The brazen enforcement of the Television (TV) license fee or levy by the Ghana Broadcasting Corporation (GBC) has generated many controversies in the early days of 2018. This follows the setting up of 11 special TV-Courts, each to be situated in all the 10 regions of Ghana.
The courts according to the Chief Justice, Sophia Akuffo, will deal with TV-License defaulters across the country. The special court is expected to commence its operations on 4th January 2018 and shall sit only on Thursdays.
History and development
The idea was first introduced in Britain in the 1920’s to assist the British Broadcasting Cooperation (BBC) in funding its programmes. In Ghana, the idea was conceived along with the enactment of the TELEVISION LICENSING DECREE, 1966 (NLCD 89), amended by the TELEVISION LICENSING (AMENDMENT) DECREE, 1966 (NLCD 100), and the TELEVISON LICENSING (AMENDMENT) LAW, 1991 (PNDCL 257). This form of license is rare in most of the world, however, about half of the countries in Asia, with a few in Africa and two-thirds of the countries in Europe use Television Licenses to fund public television.
The issue was generously debated by many Ghanaians in 2015 when its enforcement and implementation was hinted by the Ghana Broadcasting Corporation. While many professed its bereavement in 2015, recent developments have indicated its reincarnation by the establishment of the Special TV-Courts.

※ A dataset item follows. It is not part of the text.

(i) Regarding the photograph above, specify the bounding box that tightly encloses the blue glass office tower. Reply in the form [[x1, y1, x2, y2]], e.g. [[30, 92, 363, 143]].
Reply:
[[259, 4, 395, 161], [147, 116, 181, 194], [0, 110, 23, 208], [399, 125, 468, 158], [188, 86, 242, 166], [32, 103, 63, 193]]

Operating under the legal regime, Television License (TV) is a Legal condition prerequisite to proprietorship and possession of a TV Set in Ghana. The law apparently exerts and wields some compulsion to stimulate the payment of the TV-License Levy. According to law, no person shall install or use any television receiving set unless a valid License is granted by the Ghana Broadcasting Corporation or any other statutory corporation appointed legislative instrument.
Domestic Proprietorship of TV-Set attracts the payment of a License fee between GHC36 and GHC60 for one or more Sets per annum. Merchants are to pay an annual amount BETWEEN GHC60 AND GHC240.
Many Ghanaians have expressed various forms of disapproval to the implementation and enforcement of License Levy and the prosecutorial functions of the Special TV-Courts. A student lawyer and activist, Tony Nyarko has described the television as cynical.
Isn’t GBC competing already with private broadcasting entities for advertisement revenue?
If answered in the affirmative, would it be fair therefore, to fortify what GBC receives with the tax payers money?
Is GBC Best placed to collect this License fee (a rather form of Tax revenue which is Best enforced by the appropriate TAX institutions other than the regulator itself)?